Marszałek Kuchciński przyznał, że był lot, w którym jego żona leciała sama rządowym samolotem
Marszałek Kuchciński nie podał się do dymisji. Na swojej konferencji prasowej, na której nie można było zadawać pytań, wyrecytował oświadczenie i na koniec przeprosił "urażonych". Przyznał jednocześnie, że po dodatkowej analizie udało się doliczyć, jak to było z lataniem jego rodziny.
Z jego wypowiedzi wynika, że lata po Polsce, bo może i wszystko mu się należało. Po prostu taki przyjął sobie styl praco jako Marszałek. Po kilku minutach cytowania przepisów, dlaczego nie zrobił nic złego, odniósł się też do kwestii lotów z rodziną.
Chodziło o lot powrotny, gdy po locie w jedną stronę on został na miejscu, a żona wróciła sama. Wyjaśnił, że dostał na to zgodę od odpowiednich służb, a sam przelot nie miał już procedury HEAD.
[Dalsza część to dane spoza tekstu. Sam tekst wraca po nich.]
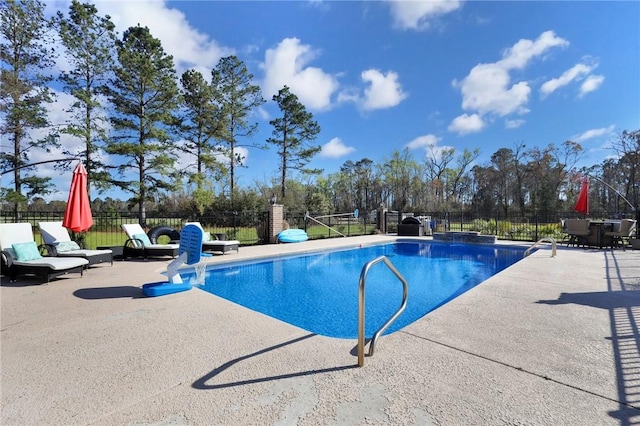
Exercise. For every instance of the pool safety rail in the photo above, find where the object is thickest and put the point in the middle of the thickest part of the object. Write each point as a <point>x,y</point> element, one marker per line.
<point>554,246</point>
<point>361,307</point>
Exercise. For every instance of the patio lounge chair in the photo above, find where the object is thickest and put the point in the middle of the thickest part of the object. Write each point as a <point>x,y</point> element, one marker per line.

Dorota Mech-Kuchcińska jest drugą żoną Marka Kuchcińskiego (pierwsze małżeństwo marszałka unieważnił sąd biskupi). Z wykształcenia jest polonistką ze specjalizacją logopedii. Pracuje jako nauczyciel-konsultant w oddziale Podkarpackiego Centrum Edukacji Nauczycieli w Przemyślu, gdzie konsultuje m.in. zaburzenia komunikacji językowej.